Home buyers have rushed to refinance mortgages at low, fixed interest rates amid expectations rates may not go much lower.

Banks in turn sped to hedge their growing exposure and piled into the illiquid swaps market, helping drive the biggest three-day spike in five-year interest swap rates in 14 years.

"A strong lift in wholesale interest rates over recent weeks has pushed retail rates higher.
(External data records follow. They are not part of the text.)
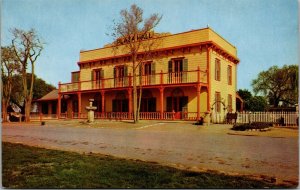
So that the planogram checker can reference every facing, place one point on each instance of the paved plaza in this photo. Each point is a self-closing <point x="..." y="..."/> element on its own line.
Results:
<point x="177" y="144"/>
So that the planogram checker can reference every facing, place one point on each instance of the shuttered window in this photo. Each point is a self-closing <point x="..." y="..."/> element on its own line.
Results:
<point x="229" y="75"/>
<point x="217" y="69"/>
<point x="75" y="76"/>
<point x="229" y="103"/>
<point x="218" y="102"/>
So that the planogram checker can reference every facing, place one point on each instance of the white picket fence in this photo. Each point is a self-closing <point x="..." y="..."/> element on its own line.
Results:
<point x="289" y="118"/>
This, along with hefty rise in the New Zealand dollar, threatens the forecast mild economic recovery later this year," said Brendan O'Donovan, chief economist of Westpac Bank.

He expects the New Zealand economy to contract by around 1 percent this quarter and by somewhat less in the second quarter.

Five-year yields have surged 51 basis points this week and the New Zealand dollar jumped more than 3 percent as investors began to anticipate higher interest rates than they had previously expected.

The best analysts could say about Friday's data was that the contraction was a little smaller than forecasts of a 1 percent drop and not as truly awful as declines suffered by some other developed nations.

"While much of the rest of the world is imploding spectacularly, the New Zealand economy is, so far at least, shrinking in a fairly orderly fashion," said Bank of New Zealand head of market economics Stephen Toplis.

New Zealand's trade partners such as Japan, South Korea, the United States, Britain and Taiwan had all suffered contractions between 1.5 percent and 8.4 percent in the fourth quarter.

Friday's data showed household spending was flat following three consecutive decreases, export volumes fell 3.3 percent and fixed capital investment plunged 5.3 percent.